2. Assess existing governance arrangements and capacity to oversee and deliver the event, and create new mechanisms where appropriate to ensure that decision-making processes are transparent and accountable with the engagement of public, private and non-profit sectors.
3. Ensure proper co-ordination of the policies and actions across all relevant public entities and at all levels of government, e.g. through a dedicated coordinating body, with a view to strengthen the efficiency and effectiveness of investments, planned developments, local employment strategies and to plan and deliver the event in a timely manner.
4. Strengthen the management capability in the public administration and make appropriate investments in personnel, skills and infrastructure where necessary and pay due attention to effective human resources management, as well as to cultivating knowledge and relationships for the long-term local benefit.
5. Set up budgeting and financial mechanisms such as accurately costing bid proposals and associated investments and duly considering long-term operating and maintenance costs, in line with the existing public oversight system. This includes proper budgetary treatment of public private partnerships, local public enterprises, and any associated contingent liabilities.
6. Ensure transparency and accountability through an inclusive and open consultation process and effective stakeholder engagement by:
a. securing multi-stakeholder buy-in to core values and principles for the event and its supporting processes to create long-term community legacies;
b. exposing, in a timely and quality manner to public scrutiny data and information on public investment and expenditures especially on the costs (tangible or not), benefits and impact of the global event on the economy, environment, and social cohesion;
c. securing local community support and engagement throughout the event lifecycle such as using digital platforms, open government data, crowdsourcing and citizen monitoring;
d. seeking a balance when incorporating stakeholders’ views, taking action to prevent disproportionate influence by special interest groups.
V. RECOMMENDS that Adherents establish collaborative partner relations with global event owners and other previous or awarded host cities with a view to optimise the conditions for the delivery of local and national development outcomes, knowledge transfer and to provide for the mitigation of risk by all parties. To that effect, Adherents should, as appropriate:
a. Develop relationships with international event owners which seek to align wider reform agendas closely with local and national development objectives;
b. Define and implement a framework of responsibilities which promotes shared, cross-organisational accountability for the delivery of development outcomes across all partners;
c. Define and implement partner-agreed, robust and proportionate fiscal control mechanisms which reverse the trend of major event cost escalation and optimise financial investment toward development outcomes.

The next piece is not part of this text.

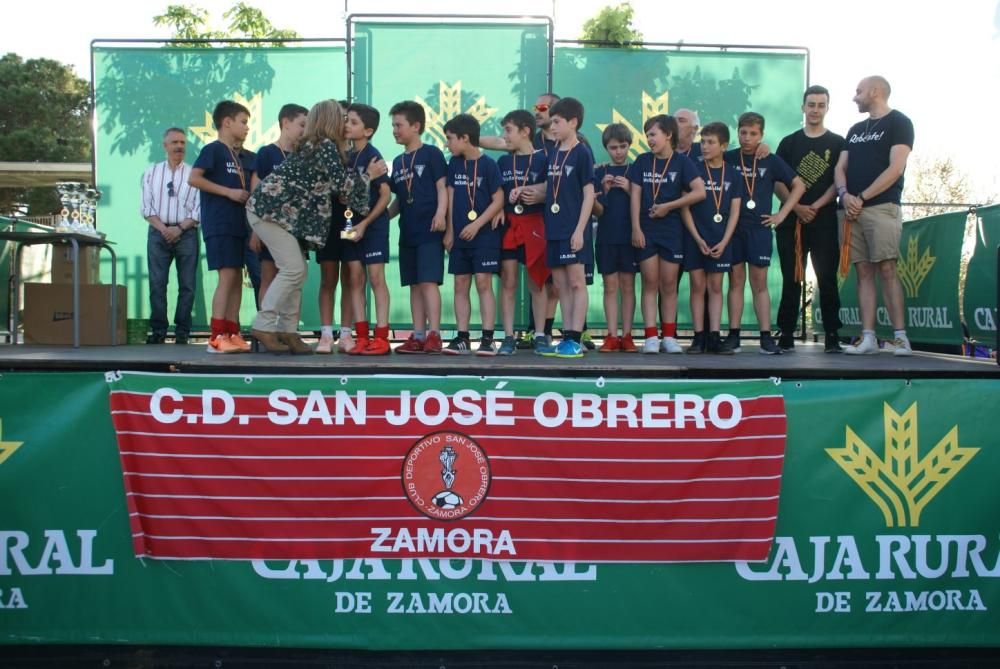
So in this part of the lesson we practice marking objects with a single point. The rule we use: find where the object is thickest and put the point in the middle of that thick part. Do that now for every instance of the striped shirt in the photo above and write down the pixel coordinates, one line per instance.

VI. INVITES the Secretary-General to disseminate this Recommendation.
VII. INVITES Adherents to disseminate this Recommendation at all levels of government.
VIII. INVITES non-Adherents to take account of and adhere to this Recommendation.
IX. INSTRUCTS the Directing Committee of the Co-operative Action Programme on Local Economic and Employment Development in consultation with relevant OECD committees to:
a. serve as a forum to exchange information on experiences with respect to the implementation of this Recommendation;
b. develop, through an inclusive process, an implementation toolkit that helps Adherents implement the Recommendation and includes an evaluation framework for assessing the economic, social and environmental benefits and impacts of global events that is relevant to all levels of government;
c. monitor the implementation of this Recommendation and report thereon to the Council no later than six years following its adoption and regularly as appropriate thereafter.